1. ## Friction on an incline

A loaded penguin sled weighing $80 \ \mbox{N}$ rests on a plane inclined at angle $\theta=20^{\circ}$ to the horizontal. Between the sled and the plane, the coefficient of static friction is $0.25$, and the coefficient of kinetic friction is $0.15$.
(a) What is the least magnitude of the force $\overrightarrow{F}$, parallel to the plane, that will prevent the sled from slippig down the plane?
(b) What is the minimum magnitude $F$ that will start the sled moving up the plane?
(c) What value of $F$ is required to move the sled up the plane at constant velocity?

Thankyou... I'm having a hard time grasping the concept of static & kinetic friction.

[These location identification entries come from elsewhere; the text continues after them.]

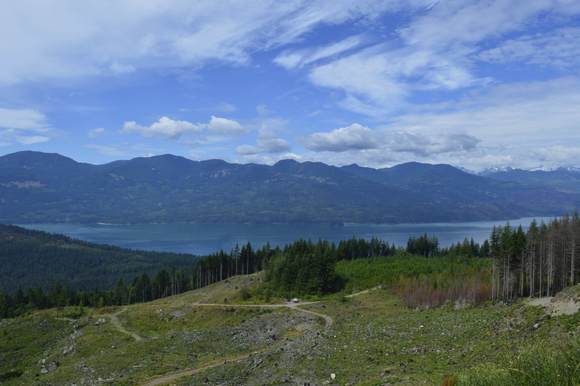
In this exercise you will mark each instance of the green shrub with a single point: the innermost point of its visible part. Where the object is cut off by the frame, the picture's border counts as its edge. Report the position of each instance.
(536, 366)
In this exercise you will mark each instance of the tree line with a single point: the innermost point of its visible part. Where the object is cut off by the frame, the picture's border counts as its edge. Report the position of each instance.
(538, 262)
(297, 268)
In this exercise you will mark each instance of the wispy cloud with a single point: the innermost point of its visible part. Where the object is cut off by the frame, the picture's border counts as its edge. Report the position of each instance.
(91, 40)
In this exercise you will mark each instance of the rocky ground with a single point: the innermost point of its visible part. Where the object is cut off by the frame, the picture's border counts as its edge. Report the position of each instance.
(209, 337)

2. Nobody? Can someone at least post their answers? Thanks

3. Don't know if it's too late but :

a) If you push the sled up the incline, then the force you're applying + the frictional force opposing the force down the plane must counteract the component of the force of gravity parallel to the incline, i.e.
$F_{g ||} = F_{a} + F_{fr}$

$80\cos20^{o} = F_{a} + \mu_{static}F_{N} \quad \quad \mbox{Be careful about which coefficient you're using.}$

$80\cos20^{o} = F_{a} + (0.25)(80\sin20^{o})$
etc.

b) Friction opposes motion so it must be in the opposite direction as it was in a. Since it is on the verge of moving, static friction has reached its maximum just as it is about to move. So:
$F_{a} = F_{g ||} + F_{fr}$

$F_{a} = 80\cos20^{o} + \mu_{static}F_{n}$

$F_{a} = 80\cos20^{o} + (0.25)(80\sin20^{o})$

c) Since it's moving at constant velocity up the incline, $F_{net} = 0$ (so the magnitudes of the opposing forces will be equal) and you will be using the coefficient of kinetic friction.
$F_{a} = F_{g ||} + F_{fr}$

$F_{a} = 80\cos20^{o} + \mu_{kinetic}F_{n}$

$F_{a} = 80\cos20^{o} + (0.15)(80\sin20^{o})$

Hope I didn't make any mistakes. Kind of rusty on the physics here.